How the maths resolves

At BlackRock’s realized digital belongings monetization charge of roughly 24.8 foundation factors within the first quarter, each extra $10 billion in common digital belongings AUM provides about $24.8 million in annual income.

Reaching 5% of BlackRock’s present ETF payment base, roughly $120.3 million per quarter, requires about $194 billion in common digital belongings AUM at that yield. If payment compression pushes realized yield to twenty foundation factors, the required AUM rises to roughly $240.6 billion.

Both manner, the franchise would wish to almost triple from its present common to change into a 5% contributor to BlackRock’s ETF economics.

What would take for crypto to matter moreWhat would take for crypto to matter more
Reaching 5% of BlackRock’s ETF payment base requires crypto income to almost triple, demanding as much as $240.6 billion in digital belongings AUM.

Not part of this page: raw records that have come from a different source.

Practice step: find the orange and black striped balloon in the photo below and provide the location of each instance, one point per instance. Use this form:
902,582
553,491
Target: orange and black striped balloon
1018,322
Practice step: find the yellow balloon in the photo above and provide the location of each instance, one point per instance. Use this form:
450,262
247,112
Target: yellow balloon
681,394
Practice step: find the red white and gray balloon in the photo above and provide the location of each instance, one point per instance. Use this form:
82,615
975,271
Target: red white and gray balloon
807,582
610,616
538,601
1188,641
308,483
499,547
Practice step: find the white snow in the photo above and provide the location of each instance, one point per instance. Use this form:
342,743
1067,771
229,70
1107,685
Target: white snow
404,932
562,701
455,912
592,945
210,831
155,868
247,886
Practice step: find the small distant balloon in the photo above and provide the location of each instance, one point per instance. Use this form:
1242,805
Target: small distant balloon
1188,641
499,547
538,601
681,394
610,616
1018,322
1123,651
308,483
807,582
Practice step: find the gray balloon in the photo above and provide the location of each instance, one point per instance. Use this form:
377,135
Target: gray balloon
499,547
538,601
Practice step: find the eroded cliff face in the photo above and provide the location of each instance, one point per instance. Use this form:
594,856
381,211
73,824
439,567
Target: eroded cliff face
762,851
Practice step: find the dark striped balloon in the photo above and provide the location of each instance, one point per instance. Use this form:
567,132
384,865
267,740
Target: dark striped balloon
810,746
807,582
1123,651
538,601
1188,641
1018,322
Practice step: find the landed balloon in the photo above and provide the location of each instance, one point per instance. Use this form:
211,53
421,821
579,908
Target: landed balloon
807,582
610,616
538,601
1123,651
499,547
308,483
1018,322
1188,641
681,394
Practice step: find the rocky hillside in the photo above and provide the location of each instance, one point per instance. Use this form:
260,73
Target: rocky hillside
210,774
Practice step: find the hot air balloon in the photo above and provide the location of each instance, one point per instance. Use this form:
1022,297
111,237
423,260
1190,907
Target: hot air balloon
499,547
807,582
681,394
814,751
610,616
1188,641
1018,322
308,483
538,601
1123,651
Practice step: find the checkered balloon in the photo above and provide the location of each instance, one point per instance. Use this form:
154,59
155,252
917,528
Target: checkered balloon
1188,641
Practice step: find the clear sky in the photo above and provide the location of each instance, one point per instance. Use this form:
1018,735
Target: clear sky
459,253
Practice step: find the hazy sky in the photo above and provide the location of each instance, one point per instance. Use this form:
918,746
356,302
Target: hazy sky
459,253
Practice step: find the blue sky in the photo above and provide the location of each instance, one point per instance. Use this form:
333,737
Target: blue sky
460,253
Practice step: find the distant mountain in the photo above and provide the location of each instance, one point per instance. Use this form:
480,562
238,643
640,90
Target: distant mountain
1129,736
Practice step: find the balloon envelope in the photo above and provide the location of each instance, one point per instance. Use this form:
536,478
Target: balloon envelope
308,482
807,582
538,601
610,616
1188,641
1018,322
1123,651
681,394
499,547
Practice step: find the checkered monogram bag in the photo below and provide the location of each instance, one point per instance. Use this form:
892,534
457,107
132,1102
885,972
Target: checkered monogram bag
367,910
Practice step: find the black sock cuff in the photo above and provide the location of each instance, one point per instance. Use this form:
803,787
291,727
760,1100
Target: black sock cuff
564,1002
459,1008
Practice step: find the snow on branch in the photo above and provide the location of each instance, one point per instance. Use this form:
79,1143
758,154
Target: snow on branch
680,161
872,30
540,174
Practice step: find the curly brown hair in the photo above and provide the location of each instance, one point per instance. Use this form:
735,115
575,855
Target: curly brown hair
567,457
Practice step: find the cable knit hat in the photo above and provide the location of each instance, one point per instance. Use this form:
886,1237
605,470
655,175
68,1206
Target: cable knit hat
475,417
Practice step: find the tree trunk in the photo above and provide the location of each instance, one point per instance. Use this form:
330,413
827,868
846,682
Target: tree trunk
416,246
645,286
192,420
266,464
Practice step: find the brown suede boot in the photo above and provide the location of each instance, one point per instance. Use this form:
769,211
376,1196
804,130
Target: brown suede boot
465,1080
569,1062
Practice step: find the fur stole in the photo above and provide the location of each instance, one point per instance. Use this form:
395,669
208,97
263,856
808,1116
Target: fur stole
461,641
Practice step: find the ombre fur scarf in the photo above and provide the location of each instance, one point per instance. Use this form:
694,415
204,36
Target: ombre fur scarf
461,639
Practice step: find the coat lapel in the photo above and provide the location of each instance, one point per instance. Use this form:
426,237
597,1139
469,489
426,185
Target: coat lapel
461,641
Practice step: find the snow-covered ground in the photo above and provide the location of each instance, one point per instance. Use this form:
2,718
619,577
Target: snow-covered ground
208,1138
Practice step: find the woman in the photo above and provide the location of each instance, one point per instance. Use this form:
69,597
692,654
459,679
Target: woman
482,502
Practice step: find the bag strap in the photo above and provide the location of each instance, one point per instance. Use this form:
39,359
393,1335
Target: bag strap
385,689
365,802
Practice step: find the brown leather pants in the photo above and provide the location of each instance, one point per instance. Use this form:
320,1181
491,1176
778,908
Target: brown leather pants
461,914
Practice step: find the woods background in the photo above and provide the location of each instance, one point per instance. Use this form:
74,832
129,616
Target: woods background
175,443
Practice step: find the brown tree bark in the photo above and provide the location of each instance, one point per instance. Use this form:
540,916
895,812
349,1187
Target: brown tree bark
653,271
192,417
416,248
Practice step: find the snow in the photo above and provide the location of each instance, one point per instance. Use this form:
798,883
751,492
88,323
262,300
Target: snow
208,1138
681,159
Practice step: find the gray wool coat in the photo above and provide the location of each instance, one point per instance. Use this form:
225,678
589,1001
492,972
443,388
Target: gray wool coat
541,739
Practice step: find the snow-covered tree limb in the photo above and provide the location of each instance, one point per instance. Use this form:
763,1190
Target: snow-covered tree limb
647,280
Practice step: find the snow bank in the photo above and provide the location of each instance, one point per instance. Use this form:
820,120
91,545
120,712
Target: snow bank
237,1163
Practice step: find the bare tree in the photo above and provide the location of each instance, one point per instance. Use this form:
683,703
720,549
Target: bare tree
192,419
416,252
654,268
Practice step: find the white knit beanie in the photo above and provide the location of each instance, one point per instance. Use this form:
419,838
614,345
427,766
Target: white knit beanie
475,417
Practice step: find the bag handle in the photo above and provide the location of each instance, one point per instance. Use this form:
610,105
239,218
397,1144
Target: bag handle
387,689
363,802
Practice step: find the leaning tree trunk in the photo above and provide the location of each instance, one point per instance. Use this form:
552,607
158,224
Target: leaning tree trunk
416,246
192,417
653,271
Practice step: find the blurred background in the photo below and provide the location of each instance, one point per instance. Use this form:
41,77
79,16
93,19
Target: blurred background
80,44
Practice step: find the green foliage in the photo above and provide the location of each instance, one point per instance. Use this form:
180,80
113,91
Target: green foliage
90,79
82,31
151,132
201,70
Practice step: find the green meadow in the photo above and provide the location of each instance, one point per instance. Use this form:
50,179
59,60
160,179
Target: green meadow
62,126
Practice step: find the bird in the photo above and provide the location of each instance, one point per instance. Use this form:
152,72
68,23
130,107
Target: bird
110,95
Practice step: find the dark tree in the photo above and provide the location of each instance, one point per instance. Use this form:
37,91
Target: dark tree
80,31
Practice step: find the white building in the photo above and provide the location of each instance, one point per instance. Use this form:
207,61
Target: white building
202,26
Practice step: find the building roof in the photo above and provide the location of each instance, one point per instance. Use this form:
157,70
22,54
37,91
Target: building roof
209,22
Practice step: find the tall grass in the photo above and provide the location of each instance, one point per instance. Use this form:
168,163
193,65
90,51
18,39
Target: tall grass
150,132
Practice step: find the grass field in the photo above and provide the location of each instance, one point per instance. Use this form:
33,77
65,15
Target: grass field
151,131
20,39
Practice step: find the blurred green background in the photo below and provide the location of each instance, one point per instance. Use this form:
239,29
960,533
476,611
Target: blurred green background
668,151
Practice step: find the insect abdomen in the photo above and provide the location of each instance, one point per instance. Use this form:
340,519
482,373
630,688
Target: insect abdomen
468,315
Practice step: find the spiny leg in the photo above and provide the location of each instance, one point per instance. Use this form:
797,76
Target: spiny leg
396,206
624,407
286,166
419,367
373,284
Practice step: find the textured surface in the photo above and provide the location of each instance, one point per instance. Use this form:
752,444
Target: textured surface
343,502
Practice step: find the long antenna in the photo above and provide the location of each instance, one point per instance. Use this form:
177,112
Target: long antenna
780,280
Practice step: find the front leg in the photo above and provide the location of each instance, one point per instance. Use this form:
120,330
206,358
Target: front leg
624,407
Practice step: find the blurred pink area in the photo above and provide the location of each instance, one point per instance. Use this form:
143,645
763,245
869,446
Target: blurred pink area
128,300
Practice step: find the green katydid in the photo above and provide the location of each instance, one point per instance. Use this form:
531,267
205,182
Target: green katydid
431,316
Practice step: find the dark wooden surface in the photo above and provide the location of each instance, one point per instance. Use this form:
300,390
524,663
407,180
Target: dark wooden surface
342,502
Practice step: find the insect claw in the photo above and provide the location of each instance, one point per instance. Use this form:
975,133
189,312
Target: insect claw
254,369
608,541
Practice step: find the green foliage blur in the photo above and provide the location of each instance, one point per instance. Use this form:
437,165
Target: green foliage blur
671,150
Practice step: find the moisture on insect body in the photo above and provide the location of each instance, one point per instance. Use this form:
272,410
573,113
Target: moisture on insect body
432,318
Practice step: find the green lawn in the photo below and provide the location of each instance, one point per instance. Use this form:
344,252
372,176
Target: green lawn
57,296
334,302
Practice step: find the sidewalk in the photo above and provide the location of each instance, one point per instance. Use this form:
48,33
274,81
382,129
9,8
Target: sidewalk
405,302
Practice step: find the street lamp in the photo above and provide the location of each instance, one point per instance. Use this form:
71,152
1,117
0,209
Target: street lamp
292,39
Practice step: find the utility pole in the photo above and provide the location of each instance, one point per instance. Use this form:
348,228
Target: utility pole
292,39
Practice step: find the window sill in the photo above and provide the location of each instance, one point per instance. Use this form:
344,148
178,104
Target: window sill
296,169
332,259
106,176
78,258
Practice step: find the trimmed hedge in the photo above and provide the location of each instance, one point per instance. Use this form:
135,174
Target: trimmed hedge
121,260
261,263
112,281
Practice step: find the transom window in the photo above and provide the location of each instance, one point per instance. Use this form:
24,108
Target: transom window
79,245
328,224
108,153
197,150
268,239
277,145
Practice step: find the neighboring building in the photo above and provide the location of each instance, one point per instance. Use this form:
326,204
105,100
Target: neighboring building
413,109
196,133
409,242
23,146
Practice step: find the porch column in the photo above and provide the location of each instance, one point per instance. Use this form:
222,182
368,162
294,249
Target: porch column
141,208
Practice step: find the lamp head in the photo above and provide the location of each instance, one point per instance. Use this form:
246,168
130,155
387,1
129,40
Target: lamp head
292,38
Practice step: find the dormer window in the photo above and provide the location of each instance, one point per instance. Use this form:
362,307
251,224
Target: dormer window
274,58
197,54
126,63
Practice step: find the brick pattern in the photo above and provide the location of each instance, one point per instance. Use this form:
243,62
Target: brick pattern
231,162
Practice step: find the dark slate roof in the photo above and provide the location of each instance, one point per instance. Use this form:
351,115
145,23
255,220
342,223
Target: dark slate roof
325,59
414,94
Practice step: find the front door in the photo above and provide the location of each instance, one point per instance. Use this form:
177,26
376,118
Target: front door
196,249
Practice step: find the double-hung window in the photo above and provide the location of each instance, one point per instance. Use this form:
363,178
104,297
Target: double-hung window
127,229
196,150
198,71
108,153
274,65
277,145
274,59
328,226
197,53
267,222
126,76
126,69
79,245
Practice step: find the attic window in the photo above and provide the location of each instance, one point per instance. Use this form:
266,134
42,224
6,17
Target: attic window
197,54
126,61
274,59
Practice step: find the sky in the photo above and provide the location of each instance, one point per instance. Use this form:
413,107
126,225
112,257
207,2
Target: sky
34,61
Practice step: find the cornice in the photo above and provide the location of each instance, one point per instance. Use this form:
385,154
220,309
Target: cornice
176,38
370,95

The bull path runs by means of asset costs recovering, advisor adoption broadening past early movers, and richer product constructions like ETHB, with holding-fee yield above the plain-vanilla ETF ground.

Beneath that state of affairs, common digital belongings AUM reaches roughly $140 billion, and quarterly income climbs towards $84 million, which continues to be solely 3.5% of BlackRock’s present ETF payment base.

The bear path runs by means of weaker crypto costs, muted inflows, and a primary spherical of payment cuts, pushing common AUM to round $50 billion, quarterly income to roughly $27.5 million, and digital belongings again to about 1.1% of BlackRock’s ETF payment pool. That is barely distinguishable from noise within the agency’s earnings assertion.

The gap between these two endpoints is giant, and asset costs are the dominant variable in each. No quantity of product innovation can shut an $18 billion quarterly market transfer hole within the quick run.

The more durable contest for BlackRock’s crypto-related ETPs stays unresolved, and worth ranges and payment schedules will resolve it.